Lorsqu’on lui a diagnostiqué une maladie en phase terminale, le Dr Caesar dit qu’il est devenu « terriblement effrayé par la manière dont il allait mourir ».

« Mon père était un homme très fier, et ce qui lui était insupportable, c’était l’idée de perdre le contrôle à la fin de sa vie – de ses fonctions corporelles, de son esprit, de sa capacité à être la personne qu’il était. »

À la fin, Dr Caesar dit que les « médicaments de son père n’ont jamais vraiment suivi l’évolution de ses symptômes. » Pour elle, le débat sur l’aide médicale à mourir se résume au choix du patient.

« Tout le monde va mourir. Chaque individu mérite le réconfort de pouvoir choisir comment il meurt. Je le voudrais pour moi-même », me dit-elle.

Elle reconnaît que beaucoup de ses collègues ont des « préoccupations très, très raisonnables » concernant l’aide médicale à mourir. Mais elle affirme que « nous avons la sagesse de mettre en place des systèmes qui fonctionneront et surmonteront certains de ces obstacles. »

Je demande si le soutien du Dr Caesar à l’égard de l’aide médicale à mourir se traduirait par son travail dans ce domaine.

« Je serai en tête de file pour aider les gens à avoir la mort qu’ils souhaitaient », dit-elle. « Je pense que c’est la véritable joie de mon travail : être avec les gens jusqu’à la toute fin de leur parcours de santé. »

Le Dr Gurpreet Khaira n’a pas la certitude du Dr Farooq et du Dr Caesar.

Elle se décrit comme « assez partagée sur tout le sujet » de l’aide à mourir.

Le Dr Khaira est médecin généraliste à Birmingham, mais il a également une expérience directe en tant que patient.

En 2017, on lui a diagnostiqué un cancer du sein. Elle a trouvé la chimiothérapie éprouvante et dit que si le cancer revenait, elle ne voudrait pas revivre cela.

« Je me souviens avoir ressenti avec beaucoup de passion que je devrais avoir le choix de suivre ce type de traitement ou de dire ‘ça suffit maintenant’, » dit-elle.

Elle dit qu’il était très important pour elle d’avoir le choix concernant la fin de sa vie.

Maintenant, elle est l’image de la santé, marchant avec aisance le long d’une colline.

En tant que médecin généraliste avec des décennies d’expérience, elle s’inquiète du fait que des patients vulnérables pourraient choisir l’aide à mourir plutôt que d’être un fardeau pour leurs proches. Ou que certaines familles pourraient contraindre des patients vulnérables à le faire.

Voici la traduction en français :

« C’est l’un de mes plus grands conflits personnels. Je sais qu’il y a beaucoup de projets pour mettre en place des mesures de protection. »

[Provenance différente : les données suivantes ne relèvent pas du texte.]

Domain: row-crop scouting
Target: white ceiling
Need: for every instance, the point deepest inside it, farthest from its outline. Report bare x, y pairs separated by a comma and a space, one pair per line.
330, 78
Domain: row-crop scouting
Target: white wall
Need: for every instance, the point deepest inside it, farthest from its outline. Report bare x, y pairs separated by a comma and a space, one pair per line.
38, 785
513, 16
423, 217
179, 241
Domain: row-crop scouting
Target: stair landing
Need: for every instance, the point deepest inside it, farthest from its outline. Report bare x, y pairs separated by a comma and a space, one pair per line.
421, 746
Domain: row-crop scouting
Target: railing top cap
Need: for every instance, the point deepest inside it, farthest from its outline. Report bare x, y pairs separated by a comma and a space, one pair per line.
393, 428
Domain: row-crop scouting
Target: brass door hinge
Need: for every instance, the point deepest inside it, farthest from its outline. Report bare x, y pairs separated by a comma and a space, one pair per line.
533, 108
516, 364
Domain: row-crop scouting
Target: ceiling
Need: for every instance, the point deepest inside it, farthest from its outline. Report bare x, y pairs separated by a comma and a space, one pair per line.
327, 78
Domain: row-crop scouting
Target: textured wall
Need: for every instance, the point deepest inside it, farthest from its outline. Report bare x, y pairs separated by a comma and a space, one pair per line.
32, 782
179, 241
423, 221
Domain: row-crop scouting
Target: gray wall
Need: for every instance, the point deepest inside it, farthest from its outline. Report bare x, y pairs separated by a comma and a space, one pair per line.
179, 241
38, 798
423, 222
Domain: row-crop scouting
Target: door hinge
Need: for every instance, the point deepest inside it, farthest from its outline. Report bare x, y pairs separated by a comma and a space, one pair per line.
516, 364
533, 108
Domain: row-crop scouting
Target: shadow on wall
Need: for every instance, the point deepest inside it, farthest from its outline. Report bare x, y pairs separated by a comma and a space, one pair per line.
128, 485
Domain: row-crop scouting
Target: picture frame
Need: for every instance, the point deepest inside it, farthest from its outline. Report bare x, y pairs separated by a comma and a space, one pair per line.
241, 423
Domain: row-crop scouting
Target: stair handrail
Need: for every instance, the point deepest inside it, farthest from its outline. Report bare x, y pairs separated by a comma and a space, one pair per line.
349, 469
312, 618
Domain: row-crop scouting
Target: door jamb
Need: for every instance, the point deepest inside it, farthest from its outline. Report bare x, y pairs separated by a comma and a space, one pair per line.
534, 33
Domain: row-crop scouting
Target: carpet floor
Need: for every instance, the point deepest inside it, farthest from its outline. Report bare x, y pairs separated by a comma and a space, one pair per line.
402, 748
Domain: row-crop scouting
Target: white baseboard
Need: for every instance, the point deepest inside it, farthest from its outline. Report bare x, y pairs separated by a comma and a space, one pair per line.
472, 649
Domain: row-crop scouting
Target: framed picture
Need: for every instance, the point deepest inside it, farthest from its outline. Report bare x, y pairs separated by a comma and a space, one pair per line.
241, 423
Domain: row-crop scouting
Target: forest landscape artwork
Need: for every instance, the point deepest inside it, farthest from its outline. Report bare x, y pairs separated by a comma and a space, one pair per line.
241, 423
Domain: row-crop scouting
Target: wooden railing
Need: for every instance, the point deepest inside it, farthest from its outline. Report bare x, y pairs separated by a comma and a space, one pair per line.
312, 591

« Vous pouvez être le meilleur médecin ou avocat du monde, mais vous ne remarquerez peut-être pas quand quelqu’un est contrôlé ou manipulé. »

Pour elle, il existe un conflit fondamental entre ses expériences personnelles et professionnelles.

Cependant, elle ajoute : « En tant que médecin, je serais très réticente à remettre une seringue pour qu’un patient fasse ce choix. »

Équilibrer ces deux aspects la laisse « dans un endroit très coupable », dit-elle, mais elle ajoute que ce n’est pas une faiblesse d’avoir l’esprit ouvert. Pour elle, prendre cette décision est un « processus évolutif ».

Il est frappant de constater, en parlant avec le Dr Farooq, le Dr Caesar et le Dr Khaira, à quel point leurs opinions sur l’aide à mourir reflètent leurs systèmes de croyances fondamentaux.

À cet égard, les médecins généralistes sont peut-être très semblables au reste d’entre nous.

Si ce projet de loi est adopté, les médecins devront réfléchir à leur volonté de travailler dans le domaine de l’aide médicale à mourir, ou non. On pourrait leur demander de participer au processus, que ce soit en tenant des discussions préliminaires avec des patients souhaitant mourir, ou en prescrivant une substance permettant à quelqu’un de mettre fin à sa propre vie.

S’ils ne veulent pas, personne ne les y forcera.

Ils auront le temps d’y réfléchir. Si les députés votent en faveur de cela le mois prochain, cela pourrait encore prendre des années avant d’entrer en vigueur.